A los perros no les gustan los humanos que son malos con sus amos, y tienden a rechazar el tazón de comida servido por gente que mostró hostilidad hacia sus dueños, según un estudio científico japonés.

Así los perros serían de los pocos animales capaces de juzgar a una persona en función de su comportamiento social.

La conclusión se basa en una serie de experimentos realizados con una muestra de 54 perros, dividida en tres grupos de 18.

Al primer grupo, le ofreció comida una persona que, delante de los perros, se rehusó ostensiblemente a ayudar a su amo a abrir la bolsa de alimento. Los perros tenían al mismo tiempo la oportunidad de elegir el plato servido por una persona “neutral”, es decir, desconocido para los animales y que no mostró ningún sentimiento.

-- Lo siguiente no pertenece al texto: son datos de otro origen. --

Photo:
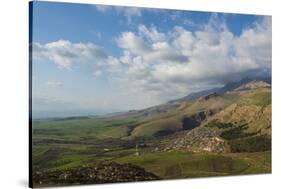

Los perros del segundo grupo tuvieron la posibilidad de elegir entre un plato servido por un individuo que ayudó a su amo a abrir el paquete, y el mismo actor neutral.

Por último, al tercer grupo de perros (de “control”), les sirvieron la comida dos controladores que no tenían ninguna interacción con el amo.

Las pruebas se repitieron cuatro veces en cada grupo.

En el primer grupo, cuando el plato fue servido por una persona que no cooperó, sólo un perro probó el plato.

En los otros dos grupos, los animales no mostraron señales de rechazo o preferencia hacia una u otra persona.

Si los caninos reaccionaran por puro interés, no habría ninguna diferencia entre los grupos, dijo el profesor Kazuo Fujita, profesor de Psicología Comparada en la Universidad de Kioto, quien dirigió el estudio, y señaló que los perros comparten con los humanos la capacidad de actuar independientemente de su interés personal.

El estudio se publicará a finales de mes en la revista científica “Animal Behaviour”, publicado por Elsevier en Ámsterdam.